Thomas was nodding his foolish approval, but he was a long way away. She knew now that he would never understand. He would never see what she could see, never hear the call that she could hear. He was stuck here in a city that was as cold and as wet and as unfriendly as a gravestone. He had once been engaged to be married, she recalled. But he had chosen this city. He chose to stay here. He was an anchor here, in this city of colourless rain, chained to the buildings, and his routine, and his work. He was an anchor she could never hope to reel in. It would be unkind to take him away from all of this. This was where he belonged, with his books and his numbers. She hadn't seen it clearly until now. He was a tree stump in her path. Without knowing, she had always known. There was only one thing she could do, and she had to do it. Azalea scooped up her phone from the coffee-shop table and pulled her coat tight around her. ‘I'm sorry, Thomas,' she said, ‘but I have to go.'

He was suddenly alarmed. ‘You have to go where?' he said. He was reaching for his coat.

‘No, no, no.' She reached out a hand to stop him. ‘I have to go,' she said again.

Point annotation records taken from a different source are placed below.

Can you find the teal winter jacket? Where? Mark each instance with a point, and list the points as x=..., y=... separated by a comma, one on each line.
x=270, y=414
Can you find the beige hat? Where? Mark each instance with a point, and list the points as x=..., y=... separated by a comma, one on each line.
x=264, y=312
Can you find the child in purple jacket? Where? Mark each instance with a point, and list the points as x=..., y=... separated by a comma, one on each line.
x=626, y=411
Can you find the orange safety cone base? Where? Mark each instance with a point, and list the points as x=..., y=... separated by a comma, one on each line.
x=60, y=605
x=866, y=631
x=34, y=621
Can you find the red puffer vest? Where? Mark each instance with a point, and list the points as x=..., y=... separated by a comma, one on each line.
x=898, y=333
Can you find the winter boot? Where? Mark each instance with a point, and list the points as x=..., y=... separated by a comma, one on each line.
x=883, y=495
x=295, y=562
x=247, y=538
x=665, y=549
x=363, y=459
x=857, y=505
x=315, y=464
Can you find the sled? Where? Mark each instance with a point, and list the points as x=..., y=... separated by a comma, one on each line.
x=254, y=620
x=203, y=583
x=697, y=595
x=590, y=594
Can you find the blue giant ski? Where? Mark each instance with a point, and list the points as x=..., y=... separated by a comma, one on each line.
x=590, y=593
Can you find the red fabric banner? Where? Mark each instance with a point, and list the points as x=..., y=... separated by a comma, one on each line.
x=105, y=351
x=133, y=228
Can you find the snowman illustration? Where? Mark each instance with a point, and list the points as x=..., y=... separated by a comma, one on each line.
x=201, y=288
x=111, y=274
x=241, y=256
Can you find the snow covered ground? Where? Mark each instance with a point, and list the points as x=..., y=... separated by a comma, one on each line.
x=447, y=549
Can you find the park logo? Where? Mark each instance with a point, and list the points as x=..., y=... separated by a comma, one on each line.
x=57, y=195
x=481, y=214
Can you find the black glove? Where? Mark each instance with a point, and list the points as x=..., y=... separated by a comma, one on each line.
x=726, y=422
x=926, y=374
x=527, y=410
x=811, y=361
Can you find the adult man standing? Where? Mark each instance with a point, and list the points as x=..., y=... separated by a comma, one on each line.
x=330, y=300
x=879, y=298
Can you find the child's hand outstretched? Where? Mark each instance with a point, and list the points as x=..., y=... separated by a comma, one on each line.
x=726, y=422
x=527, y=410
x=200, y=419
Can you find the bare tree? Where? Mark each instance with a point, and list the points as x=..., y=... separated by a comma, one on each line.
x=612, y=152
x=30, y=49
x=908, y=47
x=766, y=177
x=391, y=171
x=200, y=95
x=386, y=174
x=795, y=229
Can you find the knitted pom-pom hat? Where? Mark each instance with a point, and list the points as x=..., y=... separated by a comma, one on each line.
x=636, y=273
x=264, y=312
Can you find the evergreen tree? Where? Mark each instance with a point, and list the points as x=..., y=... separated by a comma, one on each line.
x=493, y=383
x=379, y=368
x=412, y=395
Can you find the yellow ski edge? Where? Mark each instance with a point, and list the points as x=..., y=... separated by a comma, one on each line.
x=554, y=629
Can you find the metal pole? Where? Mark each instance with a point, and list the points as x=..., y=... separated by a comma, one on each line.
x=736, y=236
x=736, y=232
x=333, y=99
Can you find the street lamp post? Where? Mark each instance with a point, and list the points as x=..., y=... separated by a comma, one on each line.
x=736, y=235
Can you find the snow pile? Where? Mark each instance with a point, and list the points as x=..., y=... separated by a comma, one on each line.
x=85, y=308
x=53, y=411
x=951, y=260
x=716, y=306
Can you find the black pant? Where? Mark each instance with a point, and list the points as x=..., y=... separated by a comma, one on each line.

He was confused now. ‘Wait. I'll come. Where are you going?'

‘Please stay here. Please stay. Drink your coffee.' She planted the briefest of kisses on his forehead. ‘I love you, Thomas,' she whispered, and she held his head for a moment in her hands and took a long last look at his goofy face and his confused grin. ‘I love you. But I have to go. There will never be another time.' She gave him a longer kiss, and then she pulled back. This was the Acholi way. This was the way that Luke had walked away from his brief rebellion in a street in Ladbroke Grove. Like the hyena she had been defeated by two roads, and her life had become one long equivocation. The time had come to choose a path and continue on running. She had run into a tree stump, but the stump hadn't killed her. It had been one hell of a tree stump. It had been a stump of brutal abduction and violent liberation. It had been a long search for three fathers. But in the end, none had been her father. John Hall had rolled out of her life in the back of a truck. Peter Loak was trapped in his Lakeland cottage scribbling out his simple rhymes. And Gideon Robertson had embraced his destiny in the cold, unforgiving waters of the Irish Sea. Ritchie and Lauren were well on their way to happy-ever-after. And Thomas . . . Well, Thomas would always be Thomas, with his unfathomable research projects and his tables of statistics, with his laundry and his ironing and his afternoons of televised sport.